TRIBUNNEWS.COM – Buku pelajaran Pendidikan Agama Islam kelas 5 SD/MI Kurikulum Merdeka halaman 46 bab 2.
Salah satu materi yang dibahas pada buku pelajaran buku pelajaran Pendidikan Agama Islam 5 SD/MI Kurikulum Merdeka halaman 46, karangan Henry Nugroho dkk. terbitan Kemdikbud Ristek tahun 2021, yakni nama-nama Allah.
Nama-nama Allah (Asmaul Husna) adalah 99 nama indah yang mencerminkan sifat, keagungan, dan kesempurnaan Allah dalam Islam.

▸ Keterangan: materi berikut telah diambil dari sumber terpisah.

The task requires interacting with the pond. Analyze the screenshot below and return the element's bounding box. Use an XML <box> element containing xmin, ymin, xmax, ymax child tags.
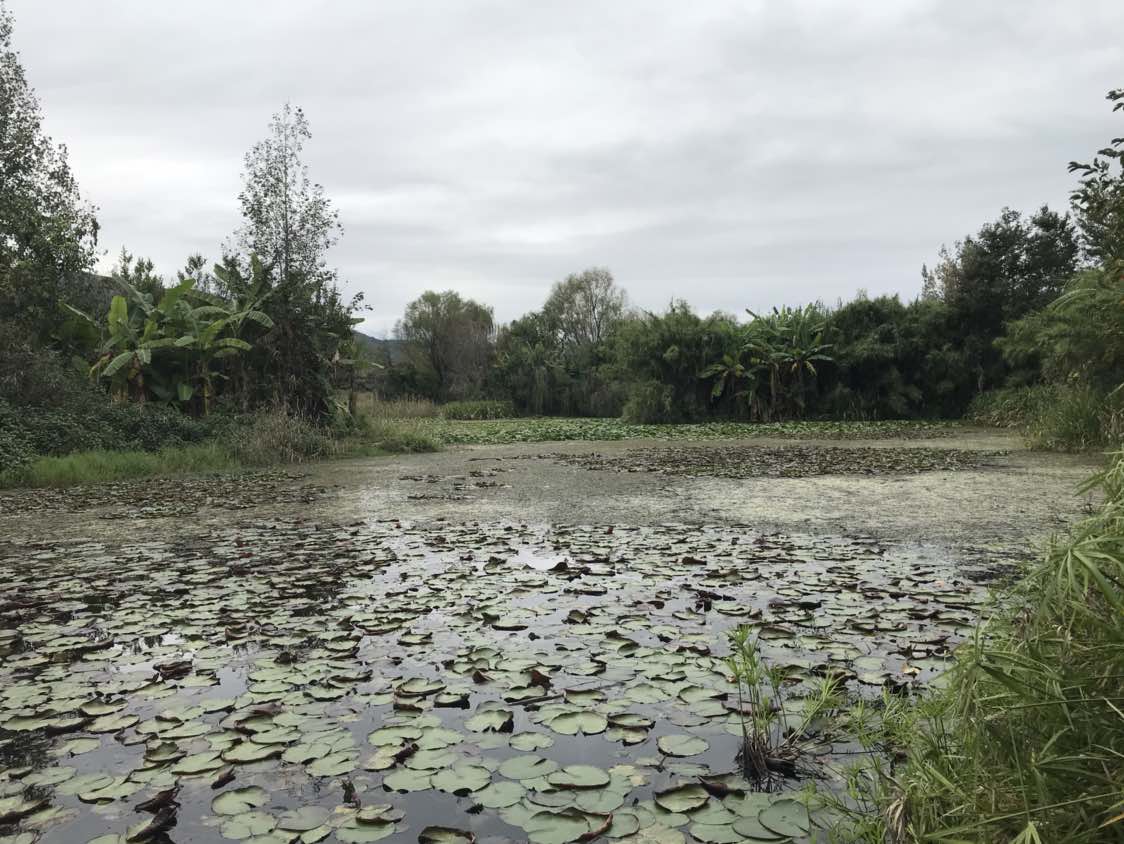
<box><xmin>0</xmin><ymin>516</ymin><xmax>1002</xmax><ymax>843</ymax></box>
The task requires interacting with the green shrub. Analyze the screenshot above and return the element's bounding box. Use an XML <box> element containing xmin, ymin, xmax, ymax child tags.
<box><xmin>0</xmin><ymin>400</ymin><xmax>35</xmax><ymax>474</ymax></box>
<box><xmin>439</xmin><ymin>400</ymin><xmax>516</xmax><ymax>420</ymax></box>
<box><xmin>968</xmin><ymin>385</ymin><xmax>1056</xmax><ymax>429</ymax></box>
<box><xmin>1027</xmin><ymin>385</ymin><xmax>1118</xmax><ymax>451</ymax></box>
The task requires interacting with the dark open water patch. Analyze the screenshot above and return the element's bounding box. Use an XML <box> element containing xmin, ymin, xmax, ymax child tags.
<box><xmin>0</xmin><ymin>519</ymin><xmax>1003</xmax><ymax>843</ymax></box>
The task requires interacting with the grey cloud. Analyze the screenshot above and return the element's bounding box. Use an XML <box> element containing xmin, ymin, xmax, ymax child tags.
<box><xmin>8</xmin><ymin>0</ymin><xmax>1123</xmax><ymax>336</ymax></box>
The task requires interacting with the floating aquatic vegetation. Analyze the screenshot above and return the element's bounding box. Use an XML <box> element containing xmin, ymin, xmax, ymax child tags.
<box><xmin>427</xmin><ymin>418</ymin><xmax>961</xmax><ymax>447</ymax></box>
<box><xmin>0</xmin><ymin>518</ymin><xmax>1001</xmax><ymax>842</ymax></box>
<box><xmin>0</xmin><ymin>471</ymin><xmax>335</xmax><ymax>519</ymax></box>
<box><xmin>545</xmin><ymin>445</ymin><xmax>1005</xmax><ymax>479</ymax></box>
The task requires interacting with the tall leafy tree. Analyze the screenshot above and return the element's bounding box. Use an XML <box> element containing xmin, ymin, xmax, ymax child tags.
<box><xmin>0</xmin><ymin>2</ymin><xmax>99</xmax><ymax>344</ymax></box>
<box><xmin>542</xmin><ymin>267</ymin><xmax>626</xmax><ymax>352</ymax></box>
<box><xmin>1068</xmin><ymin>87</ymin><xmax>1124</xmax><ymax>272</ymax></box>
<box><xmin>230</xmin><ymin>103</ymin><xmax>357</xmax><ymax>414</ymax></box>
<box><xmin>922</xmin><ymin>206</ymin><xmax>1080</xmax><ymax>392</ymax></box>
<box><xmin>235</xmin><ymin>103</ymin><xmax>340</xmax><ymax>288</ymax></box>
<box><xmin>395</xmin><ymin>290</ymin><xmax>495</xmax><ymax>401</ymax></box>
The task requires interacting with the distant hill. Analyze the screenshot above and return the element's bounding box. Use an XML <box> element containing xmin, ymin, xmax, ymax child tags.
<box><xmin>353</xmin><ymin>331</ymin><xmax>407</xmax><ymax>364</ymax></box>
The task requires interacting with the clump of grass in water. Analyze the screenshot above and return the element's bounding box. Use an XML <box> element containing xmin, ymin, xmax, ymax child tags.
<box><xmin>725</xmin><ymin>625</ymin><xmax>843</xmax><ymax>787</ymax></box>
<box><xmin>829</xmin><ymin>451</ymin><xmax>1124</xmax><ymax>842</ymax></box>
<box><xmin>354</xmin><ymin>395</ymin><xmax>439</xmax><ymax>420</ymax></box>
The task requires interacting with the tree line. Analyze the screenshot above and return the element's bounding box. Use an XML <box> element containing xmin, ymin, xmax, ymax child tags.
<box><xmin>2</xmin><ymin>0</ymin><xmax>1121</xmax><ymax>460</ymax></box>
<box><xmin>376</xmin><ymin>115</ymin><xmax>1121</xmax><ymax>441</ymax></box>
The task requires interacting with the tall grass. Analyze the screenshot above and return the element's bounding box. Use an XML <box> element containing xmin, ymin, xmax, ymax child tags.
<box><xmin>224</xmin><ymin>410</ymin><xmax>339</xmax><ymax>465</ymax></box>
<box><xmin>0</xmin><ymin>443</ymin><xmax>238</xmax><ymax>488</ymax></box>
<box><xmin>0</xmin><ymin>410</ymin><xmax>363</xmax><ymax>488</ymax></box>
<box><xmin>350</xmin><ymin>394</ymin><xmax>438</xmax><ymax>420</ymax></box>
<box><xmin>356</xmin><ymin>416</ymin><xmax>441</xmax><ymax>453</ymax></box>
<box><xmin>970</xmin><ymin>385</ymin><xmax>1124</xmax><ymax>452</ymax></box>
<box><xmin>868</xmin><ymin>451</ymin><xmax>1124</xmax><ymax>842</ymax></box>
<box><xmin>439</xmin><ymin>399</ymin><xmax>516</xmax><ymax>420</ymax></box>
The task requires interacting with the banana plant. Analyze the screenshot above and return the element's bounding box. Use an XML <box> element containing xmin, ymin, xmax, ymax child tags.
<box><xmin>184</xmin><ymin>256</ymin><xmax>276</xmax><ymax>412</ymax></box>
<box><xmin>743</xmin><ymin>305</ymin><xmax>833</xmax><ymax>419</ymax></box>
<box><xmin>67</xmin><ymin>267</ymin><xmax>272</xmax><ymax>413</ymax></box>
<box><xmin>87</xmin><ymin>279</ymin><xmax>195</xmax><ymax>403</ymax></box>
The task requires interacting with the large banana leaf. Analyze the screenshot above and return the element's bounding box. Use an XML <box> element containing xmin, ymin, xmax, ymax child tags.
<box><xmin>102</xmin><ymin>350</ymin><xmax>137</xmax><ymax>378</ymax></box>
<box><xmin>214</xmin><ymin>337</ymin><xmax>252</xmax><ymax>351</ymax></box>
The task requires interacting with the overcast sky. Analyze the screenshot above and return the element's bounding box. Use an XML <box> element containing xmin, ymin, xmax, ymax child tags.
<box><xmin>9</xmin><ymin>1</ymin><xmax>1123</xmax><ymax>335</ymax></box>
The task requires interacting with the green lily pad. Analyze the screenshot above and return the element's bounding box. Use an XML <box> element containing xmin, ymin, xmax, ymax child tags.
<box><xmin>510</xmin><ymin>732</ymin><xmax>554</xmax><ymax>751</ymax></box>
<box><xmin>475</xmin><ymin>780</ymin><xmax>525</xmax><ymax>808</ymax></box>
<box><xmin>212</xmin><ymin>786</ymin><xmax>269</xmax><ymax>816</ymax></box>
<box><xmin>336</xmin><ymin>819</ymin><xmax>395</xmax><ymax>843</ymax></box>
<box><xmin>657</xmin><ymin>734</ymin><xmax>709</xmax><ymax>757</ymax></box>
<box><xmin>730</xmin><ymin>815</ymin><xmax>789</xmax><ymax>841</ymax></box>
<box><xmin>465</xmin><ymin>706</ymin><xmax>513</xmax><ymax>733</ymax></box>
<box><xmin>382</xmin><ymin>768</ymin><xmax>433</xmax><ymax>792</ymax></box>
<box><xmin>306</xmin><ymin>751</ymin><xmax>357</xmax><ymax>777</ymax></box>
<box><xmin>498</xmin><ymin>755</ymin><xmax>560</xmax><ymax>780</ymax></box>
<box><xmin>0</xmin><ymin>795</ymin><xmax>48</xmax><ymax>823</ymax></box>
<box><xmin>222</xmin><ymin>742</ymin><xmax>283</xmax><ymax>764</ymax></box>
<box><xmin>546</xmin><ymin>765</ymin><xmax>610</xmax><ymax>789</ymax></box>
<box><xmin>688</xmin><ymin>823</ymin><xmax>744</xmax><ymax>843</ymax></box>
<box><xmin>418</xmin><ymin>827</ymin><xmax>476</xmax><ymax>843</ymax></box>
<box><xmin>523</xmin><ymin>809</ymin><xmax>594</xmax><ymax>844</ymax></box>
<box><xmin>432</xmin><ymin>763</ymin><xmax>490</xmax><ymax>793</ymax></box>
<box><xmin>276</xmin><ymin>806</ymin><xmax>330</xmax><ymax>832</ymax></box>
<box><xmin>367</xmin><ymin>725</ymin><xmax>422</xmax><ymax>746</ymax></box>
<box><xmin>220</xmin><ymin>810</ymin><xmax>277</xmax><ymax>840</ymax></box>
<box><xmin>654</xmin><ymin>784</ymin><xmax>709</xmax><ymax>813</ymax></box>
<box><xmin>546</xmin><ymin>710</ymin><xmax>608</xmax><ymax>736</ymax></box>
<box><xmin>405</xmin><ymin>748</ymin><xmax>457</xmax><ymax>770</ymax></box>
<box><xmin>757</xmin><ymin>799</ymin><xmax>809</xmax><ymax>838</ymax></box>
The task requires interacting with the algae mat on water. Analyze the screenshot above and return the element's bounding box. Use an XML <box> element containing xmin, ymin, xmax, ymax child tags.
<box><xmin>542</xmin><ymin>445</ymin><xmax>1005</xmax><ymax>479</ymax></box>
<box><xmin>0</xmin><ymin>519</ymin><xmax>999</xmax><ymax>843</ymax></box>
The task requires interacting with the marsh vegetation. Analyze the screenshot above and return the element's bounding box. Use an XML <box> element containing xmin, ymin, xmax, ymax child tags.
<box><xmin>1</xmin><ymin>3</ymin><xmax>1122</xmax><ymax>842</ymax></box>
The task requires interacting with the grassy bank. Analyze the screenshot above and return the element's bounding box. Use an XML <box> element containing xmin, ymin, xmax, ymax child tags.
<box><xmin>835</xmin><ymin>451</ymin><xmax>1124</xmax><ymax>842</ymax></box>
<box><xmin>0</xmin><ymin>410</ymin><xmax>442</xmax><ymax>489</ymax></box>
<box><xmin>1</xmin><ymin>410</ymin><xmax>961</xmax><ymax>489</ymax></box>
<box><xmin>2</xmin><ymin>443</ymin><xmax>240</xmax><ymax>488</ymax></box>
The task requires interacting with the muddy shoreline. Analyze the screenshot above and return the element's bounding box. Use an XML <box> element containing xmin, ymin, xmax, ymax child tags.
<box><xmin>1</xmin><ymin>427</ymin><xmax>1100</xmax><ymax>550</ymax></box>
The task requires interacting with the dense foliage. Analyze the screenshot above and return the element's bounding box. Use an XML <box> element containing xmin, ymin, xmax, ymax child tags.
<box><xmin>0</xmin><ymin>1</ymin><xmax>362</xmax><ymax>476</ymax></box>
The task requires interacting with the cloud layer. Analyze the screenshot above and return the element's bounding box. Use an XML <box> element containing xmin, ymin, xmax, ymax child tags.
<box><xmin>10</xmin><ymin>0</ymin><xmax>1123</xmax><ymax>334</ymax></box>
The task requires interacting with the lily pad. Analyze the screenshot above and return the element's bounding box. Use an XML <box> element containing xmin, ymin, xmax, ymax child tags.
<box><xmin>654</xmin><ymin>784</ymin><xmax>709</xmax><ymax>813</ymax></box>
<box><xmin>546</xmin><ymin>710</ymin><xmax>608</xmax><ymax>736</ymax></box>
<box><xmin>418</xmin><ymin>827</ymin><xmax>476</xmax><ymax>843</ymax></box>
<box><xmin>657</xmin><ymin>734</ymin><xmax>709</xmax><ymax>757</ymax></box>
<box><xmin>212</xmin><ymin>786</ymin><xmax>269</xmax><ymax>816</ymax></box>
<box><xmin>547</xmin><ymin>765</ymin><xmax>610</xmax><ymax>789</ymax></box>
<box><xmin>757</xmin><ymin>799</ymin><xmax>809</xmax><ymax>838</ymax></box>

Setiap nama menggambarkan karakter Allah yang menjadi pedoman bagi umat Muslim untuk memahami sifat-sifat Tuhan secara lebih dekat bahwa Allah Maha Esa, Maha Penyayang, Maha Adil, dan Maha Kuasa atas segala sesuatu.
Pada latihan soal kali ini, siswa diminta menjawab pertanyaan terkait aktivitas yang ada dalam halaman tersebut.
Sebagai catatan, sebelum melihat kunci buku pelajaran Pendidikan Agama Islam 5 SD/MI Kurikulum Merdeka halaman 46 siswa diminta untuk terlebih dahulu menjawab soal secara mandiri.
Kunci jawaban ini digunakan sebagai panduan dan pembanding oleh orang tua untuk mengoreksi pekerjaan anak.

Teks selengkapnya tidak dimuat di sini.